Teva Pharmaceutical Industries is the highest-rated stock among the biggest drugmakers. It was in March 2010, when American depositary receipts peaked at $64.84. And it still is now, even after a 41% drop, Bloomberg reports. Of the 32 analysts following the Israel-based generics giant, 25 call Teva a buy, and 7 rate it at "hold."
So what gives? Partly, it's psychology, experts tell the news service. Analysts are human, too, and they have a difficult time acknowledging mistakes, just as most people do. Even as the setbacks began to accumulate, it was easy to assume that the market was overreacting, University of Michigan's Erik Gordon told Bloomberg.

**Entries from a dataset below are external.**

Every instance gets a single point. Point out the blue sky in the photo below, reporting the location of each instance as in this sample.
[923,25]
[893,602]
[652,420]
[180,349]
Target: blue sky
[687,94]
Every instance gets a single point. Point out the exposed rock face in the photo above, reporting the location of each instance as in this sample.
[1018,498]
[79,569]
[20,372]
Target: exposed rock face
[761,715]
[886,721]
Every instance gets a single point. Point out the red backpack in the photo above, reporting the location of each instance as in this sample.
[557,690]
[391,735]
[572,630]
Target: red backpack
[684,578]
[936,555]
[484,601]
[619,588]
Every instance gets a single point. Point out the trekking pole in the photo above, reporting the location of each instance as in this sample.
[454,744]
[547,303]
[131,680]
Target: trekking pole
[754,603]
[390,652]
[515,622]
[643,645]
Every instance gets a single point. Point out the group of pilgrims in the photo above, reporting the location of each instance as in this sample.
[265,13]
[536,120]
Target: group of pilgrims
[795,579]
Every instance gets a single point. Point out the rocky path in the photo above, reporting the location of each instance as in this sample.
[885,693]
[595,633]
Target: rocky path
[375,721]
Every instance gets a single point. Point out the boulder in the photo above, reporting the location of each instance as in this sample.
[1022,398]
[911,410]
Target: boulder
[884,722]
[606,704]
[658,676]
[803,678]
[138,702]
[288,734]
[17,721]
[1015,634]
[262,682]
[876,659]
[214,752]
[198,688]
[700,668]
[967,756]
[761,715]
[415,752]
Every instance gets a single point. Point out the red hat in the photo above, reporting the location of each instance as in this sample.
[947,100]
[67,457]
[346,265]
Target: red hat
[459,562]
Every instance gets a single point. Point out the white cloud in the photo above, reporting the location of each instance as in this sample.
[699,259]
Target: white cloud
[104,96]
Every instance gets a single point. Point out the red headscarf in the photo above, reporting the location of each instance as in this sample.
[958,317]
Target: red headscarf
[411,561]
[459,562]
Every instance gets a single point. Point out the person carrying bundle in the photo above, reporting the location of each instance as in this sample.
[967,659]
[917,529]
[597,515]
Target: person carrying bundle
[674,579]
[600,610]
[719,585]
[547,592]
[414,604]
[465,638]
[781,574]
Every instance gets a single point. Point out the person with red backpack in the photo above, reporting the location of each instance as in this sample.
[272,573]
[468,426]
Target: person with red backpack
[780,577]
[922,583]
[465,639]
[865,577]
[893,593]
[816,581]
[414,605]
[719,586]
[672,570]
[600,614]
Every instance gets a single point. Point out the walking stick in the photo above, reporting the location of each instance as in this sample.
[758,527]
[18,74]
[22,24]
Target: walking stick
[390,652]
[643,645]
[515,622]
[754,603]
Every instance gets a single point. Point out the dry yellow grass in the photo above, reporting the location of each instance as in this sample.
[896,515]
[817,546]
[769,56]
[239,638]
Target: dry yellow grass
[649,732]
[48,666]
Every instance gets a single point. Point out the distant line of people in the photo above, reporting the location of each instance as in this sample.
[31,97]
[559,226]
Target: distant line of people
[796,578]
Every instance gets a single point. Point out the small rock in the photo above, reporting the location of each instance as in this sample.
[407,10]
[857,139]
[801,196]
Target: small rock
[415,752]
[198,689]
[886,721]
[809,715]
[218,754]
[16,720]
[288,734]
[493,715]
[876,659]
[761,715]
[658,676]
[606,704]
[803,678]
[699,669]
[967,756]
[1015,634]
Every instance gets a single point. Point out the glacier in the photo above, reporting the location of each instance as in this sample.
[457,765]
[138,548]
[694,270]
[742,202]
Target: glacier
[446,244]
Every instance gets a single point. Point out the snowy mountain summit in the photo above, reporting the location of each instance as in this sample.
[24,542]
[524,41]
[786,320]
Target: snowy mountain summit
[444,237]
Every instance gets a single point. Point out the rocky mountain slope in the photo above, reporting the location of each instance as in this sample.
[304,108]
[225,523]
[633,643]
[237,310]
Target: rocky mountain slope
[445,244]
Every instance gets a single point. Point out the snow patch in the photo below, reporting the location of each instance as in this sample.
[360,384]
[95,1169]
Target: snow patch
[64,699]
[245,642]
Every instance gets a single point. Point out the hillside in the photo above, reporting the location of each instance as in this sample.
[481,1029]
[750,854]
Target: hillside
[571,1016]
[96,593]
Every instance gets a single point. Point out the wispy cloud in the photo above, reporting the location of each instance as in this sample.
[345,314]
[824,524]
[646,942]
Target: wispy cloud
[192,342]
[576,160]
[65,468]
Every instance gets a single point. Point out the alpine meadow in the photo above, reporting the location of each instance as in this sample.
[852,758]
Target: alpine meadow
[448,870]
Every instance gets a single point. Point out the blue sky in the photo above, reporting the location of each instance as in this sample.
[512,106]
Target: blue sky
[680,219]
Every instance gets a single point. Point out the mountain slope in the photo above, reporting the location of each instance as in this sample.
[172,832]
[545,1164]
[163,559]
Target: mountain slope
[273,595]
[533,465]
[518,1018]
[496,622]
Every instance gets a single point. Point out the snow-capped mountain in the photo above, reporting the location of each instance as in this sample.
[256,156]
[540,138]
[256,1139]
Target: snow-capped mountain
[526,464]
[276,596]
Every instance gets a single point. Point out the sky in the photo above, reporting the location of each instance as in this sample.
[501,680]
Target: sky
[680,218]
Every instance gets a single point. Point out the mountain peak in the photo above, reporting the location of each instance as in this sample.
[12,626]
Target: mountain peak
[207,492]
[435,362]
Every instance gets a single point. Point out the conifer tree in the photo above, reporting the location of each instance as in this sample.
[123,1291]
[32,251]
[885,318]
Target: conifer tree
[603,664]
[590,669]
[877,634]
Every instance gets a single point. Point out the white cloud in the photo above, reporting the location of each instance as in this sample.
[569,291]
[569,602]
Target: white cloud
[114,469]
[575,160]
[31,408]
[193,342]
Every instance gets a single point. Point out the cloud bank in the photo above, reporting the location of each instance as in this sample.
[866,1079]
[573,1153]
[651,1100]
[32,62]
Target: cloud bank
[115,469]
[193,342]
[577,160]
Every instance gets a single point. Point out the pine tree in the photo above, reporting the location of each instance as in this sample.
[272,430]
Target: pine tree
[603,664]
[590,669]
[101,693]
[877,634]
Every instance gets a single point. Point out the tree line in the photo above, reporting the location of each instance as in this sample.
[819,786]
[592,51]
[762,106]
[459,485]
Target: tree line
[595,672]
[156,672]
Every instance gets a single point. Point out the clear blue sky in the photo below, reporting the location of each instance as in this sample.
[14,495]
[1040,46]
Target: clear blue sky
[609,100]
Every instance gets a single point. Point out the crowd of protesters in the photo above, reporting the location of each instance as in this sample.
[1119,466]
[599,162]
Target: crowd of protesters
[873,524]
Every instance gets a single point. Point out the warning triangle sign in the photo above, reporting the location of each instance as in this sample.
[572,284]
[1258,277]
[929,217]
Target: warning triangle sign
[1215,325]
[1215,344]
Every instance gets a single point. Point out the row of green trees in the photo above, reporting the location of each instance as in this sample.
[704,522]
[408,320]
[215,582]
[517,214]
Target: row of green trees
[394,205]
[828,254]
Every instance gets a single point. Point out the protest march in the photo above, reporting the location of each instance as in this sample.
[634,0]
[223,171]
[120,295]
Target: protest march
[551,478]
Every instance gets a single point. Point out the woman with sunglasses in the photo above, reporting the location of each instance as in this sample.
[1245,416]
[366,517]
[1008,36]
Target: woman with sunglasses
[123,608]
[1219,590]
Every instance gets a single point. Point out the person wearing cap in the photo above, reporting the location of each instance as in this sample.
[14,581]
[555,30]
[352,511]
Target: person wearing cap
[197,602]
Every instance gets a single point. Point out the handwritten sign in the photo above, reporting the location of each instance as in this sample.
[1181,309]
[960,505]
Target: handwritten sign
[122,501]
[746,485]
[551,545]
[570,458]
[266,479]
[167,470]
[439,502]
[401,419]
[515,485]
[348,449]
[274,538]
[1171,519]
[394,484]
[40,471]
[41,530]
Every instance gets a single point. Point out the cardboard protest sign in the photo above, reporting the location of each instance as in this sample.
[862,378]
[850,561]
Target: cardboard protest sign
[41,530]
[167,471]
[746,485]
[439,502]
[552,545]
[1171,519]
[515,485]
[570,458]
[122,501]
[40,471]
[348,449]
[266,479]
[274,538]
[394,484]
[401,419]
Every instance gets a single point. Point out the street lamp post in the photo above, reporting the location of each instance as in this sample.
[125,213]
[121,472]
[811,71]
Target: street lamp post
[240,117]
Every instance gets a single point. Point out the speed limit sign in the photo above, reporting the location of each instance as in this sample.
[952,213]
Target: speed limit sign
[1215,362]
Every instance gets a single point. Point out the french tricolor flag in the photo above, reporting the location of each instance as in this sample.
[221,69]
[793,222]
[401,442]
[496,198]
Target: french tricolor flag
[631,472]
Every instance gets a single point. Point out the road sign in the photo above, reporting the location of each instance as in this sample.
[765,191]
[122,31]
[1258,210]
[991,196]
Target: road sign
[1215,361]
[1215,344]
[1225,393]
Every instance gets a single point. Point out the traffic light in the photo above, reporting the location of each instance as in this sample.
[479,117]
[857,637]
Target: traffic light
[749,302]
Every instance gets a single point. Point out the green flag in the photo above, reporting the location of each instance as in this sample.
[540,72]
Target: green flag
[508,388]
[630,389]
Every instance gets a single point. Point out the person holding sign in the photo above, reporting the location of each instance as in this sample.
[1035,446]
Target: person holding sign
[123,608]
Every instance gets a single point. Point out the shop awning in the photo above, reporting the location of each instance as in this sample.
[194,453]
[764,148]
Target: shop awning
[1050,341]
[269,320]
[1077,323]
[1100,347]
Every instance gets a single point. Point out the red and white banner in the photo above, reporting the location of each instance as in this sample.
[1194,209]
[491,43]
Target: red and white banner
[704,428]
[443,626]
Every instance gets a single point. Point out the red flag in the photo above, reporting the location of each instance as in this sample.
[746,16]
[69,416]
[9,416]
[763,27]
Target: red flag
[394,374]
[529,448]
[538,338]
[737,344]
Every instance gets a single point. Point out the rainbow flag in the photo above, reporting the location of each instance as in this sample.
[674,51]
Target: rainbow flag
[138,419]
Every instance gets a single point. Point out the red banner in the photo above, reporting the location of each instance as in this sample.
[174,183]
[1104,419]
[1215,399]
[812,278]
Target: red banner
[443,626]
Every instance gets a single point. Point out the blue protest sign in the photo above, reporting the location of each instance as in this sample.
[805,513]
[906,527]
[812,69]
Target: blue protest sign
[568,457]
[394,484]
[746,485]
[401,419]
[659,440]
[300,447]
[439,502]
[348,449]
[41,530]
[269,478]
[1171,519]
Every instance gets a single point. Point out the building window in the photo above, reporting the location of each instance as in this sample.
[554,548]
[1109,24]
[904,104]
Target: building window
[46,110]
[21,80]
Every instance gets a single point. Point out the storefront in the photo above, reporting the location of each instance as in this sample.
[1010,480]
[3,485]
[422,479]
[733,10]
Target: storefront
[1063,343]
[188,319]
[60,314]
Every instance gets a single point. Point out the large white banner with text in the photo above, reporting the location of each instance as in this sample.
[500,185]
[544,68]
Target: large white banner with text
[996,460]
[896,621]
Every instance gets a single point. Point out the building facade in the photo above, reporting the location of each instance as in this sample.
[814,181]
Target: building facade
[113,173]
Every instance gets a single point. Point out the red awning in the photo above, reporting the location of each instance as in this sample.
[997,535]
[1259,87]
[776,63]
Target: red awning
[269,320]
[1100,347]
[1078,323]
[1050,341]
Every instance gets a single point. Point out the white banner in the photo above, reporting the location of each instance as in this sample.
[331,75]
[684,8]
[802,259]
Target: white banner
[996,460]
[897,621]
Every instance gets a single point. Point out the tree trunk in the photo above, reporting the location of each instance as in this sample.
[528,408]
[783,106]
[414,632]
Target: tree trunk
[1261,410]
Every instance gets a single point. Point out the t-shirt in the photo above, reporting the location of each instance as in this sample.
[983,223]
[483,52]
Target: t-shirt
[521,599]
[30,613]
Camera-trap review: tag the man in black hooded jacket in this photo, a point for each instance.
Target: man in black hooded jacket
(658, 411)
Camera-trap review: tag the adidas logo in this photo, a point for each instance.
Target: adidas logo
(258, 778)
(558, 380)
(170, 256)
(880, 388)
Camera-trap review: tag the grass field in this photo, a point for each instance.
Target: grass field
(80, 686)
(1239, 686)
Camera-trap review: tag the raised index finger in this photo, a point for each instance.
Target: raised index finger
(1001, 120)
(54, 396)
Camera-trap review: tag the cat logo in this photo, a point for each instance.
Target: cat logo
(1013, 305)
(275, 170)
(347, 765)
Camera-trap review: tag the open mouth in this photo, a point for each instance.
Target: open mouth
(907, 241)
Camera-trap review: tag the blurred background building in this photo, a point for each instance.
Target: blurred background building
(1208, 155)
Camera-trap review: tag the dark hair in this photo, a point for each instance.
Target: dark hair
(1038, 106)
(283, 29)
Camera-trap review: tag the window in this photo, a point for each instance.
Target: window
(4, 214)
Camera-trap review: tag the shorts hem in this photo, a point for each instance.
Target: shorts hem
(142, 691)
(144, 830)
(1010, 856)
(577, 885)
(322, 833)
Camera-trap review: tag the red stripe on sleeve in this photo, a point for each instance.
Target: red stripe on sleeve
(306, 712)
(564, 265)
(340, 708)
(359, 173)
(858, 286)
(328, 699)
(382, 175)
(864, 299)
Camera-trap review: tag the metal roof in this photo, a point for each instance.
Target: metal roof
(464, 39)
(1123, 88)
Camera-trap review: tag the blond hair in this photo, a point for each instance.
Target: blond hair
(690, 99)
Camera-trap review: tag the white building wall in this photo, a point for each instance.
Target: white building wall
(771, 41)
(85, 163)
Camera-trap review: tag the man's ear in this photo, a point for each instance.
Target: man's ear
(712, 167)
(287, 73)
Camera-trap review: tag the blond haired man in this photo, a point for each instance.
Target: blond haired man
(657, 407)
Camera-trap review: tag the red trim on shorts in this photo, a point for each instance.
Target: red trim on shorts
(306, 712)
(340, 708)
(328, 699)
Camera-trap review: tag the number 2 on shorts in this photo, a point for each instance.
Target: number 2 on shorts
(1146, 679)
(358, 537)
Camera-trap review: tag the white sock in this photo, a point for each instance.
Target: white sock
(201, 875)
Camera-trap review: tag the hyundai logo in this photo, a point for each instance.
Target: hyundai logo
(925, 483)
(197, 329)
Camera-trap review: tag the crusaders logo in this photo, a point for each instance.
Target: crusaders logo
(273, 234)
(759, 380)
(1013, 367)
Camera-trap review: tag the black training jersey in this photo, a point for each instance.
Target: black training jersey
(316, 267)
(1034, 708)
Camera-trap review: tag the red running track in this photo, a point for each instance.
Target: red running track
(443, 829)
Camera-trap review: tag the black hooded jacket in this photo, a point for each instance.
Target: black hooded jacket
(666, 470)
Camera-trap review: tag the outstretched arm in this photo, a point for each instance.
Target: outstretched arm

Let's review those setbacks: European governments slashed drug prices just as Teva snapped up German generics maker Ratiopharm. Teva's multiple sclerosis drug Copaxone got a new competitor in Novartis' oral treatment Gilenya. Manufacturing problems put a damper on recent U.S. sales. And two trials of Teva's experimental MS pill delivered disappointing results.
Ironically, however, those "buy" ratings might now be right. With Teva shares trading at around $38, Sanford C. Bernstein analyst Ronny Gal suggests that they're finally a real bargain. And though Cowen & Co.'s Ken Cacciatore now says his recommendations last year were wrong, "and we acknowledge it," he figures that, at this price, investors should buy.